🤖 AI Summary
This study addresses two key limitations in fMRI-based brain decoding: overreliance on visual reconstruction and insufficient neuroscientific interpretation of semantic processing. We propose the first end-to-end fMRI-to-text semantic decoding paradigm that bypasses intermediate visual reconstruction entirely. Methodologically, we integrate cross-modal semantic alignment training, deep learning–based fMRI signal modeling, and fine-grained neuroanatomical localization analysis. Key contributions include: (1) the first systematic demonstration of cooperative involvement of MT+, ventral visual cortex, and inferior parietal lobule in vision-to-semantic transformation; (2) empirical validation of separable neural representations for high-level semantic dimensions—including animacy and motion; and (3) state-of-the-art (SOTA) semantic decoding performance, with generated text accurately capturing scene-level semantics. Our framework establishes a high-fidelity, interpretable observational pathway for investigating cortical semantic encoding mechanisms.
📝 Abstract
Deciphering the neural mechanisms that transform sensory experiences into meaningful semantic representations is a fundamental challenge in cognitive neuroscience. While neuroimaging has mapped a distributed semantic network, the format and neural code of semantic content remain elusive, particularly for complex, naturalistic stimuli. Traditional brain decoding, focused on visual reconstruction, primarily captures low-level perceptual features, missing the deeper semantic essence guiding human cognition. Here, we introduce a paradigm shift by directly decoding fMRI signals into textual descriptions of viewed natural images.
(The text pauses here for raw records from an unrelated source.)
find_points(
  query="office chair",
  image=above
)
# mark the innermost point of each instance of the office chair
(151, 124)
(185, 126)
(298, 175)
Our novel deep learning model, trained without visual input, achieves state-of-the-art semantic decoding performance, generating meaningful captions that capture the core semantic content of complex scenes. Neuroanatomical analysis reveals the critical role of higher-level visual regions, including MT+, ventral stream visual cortex, and inferior parietal cortex, in this semantic transformation. Category-specific decoding further demonstrates nuanced neural representations for semantic dimensions like animacy and motion. This text-based decoding approach provides a more direct and interpretable window into the brain's semantic encoding than visual reconstruction, offering a powerful new methodology for probing the neural basis of complex semantic processing, refining our understanding of the distributed semantic network, and potentially inspiring brain-inspired language models.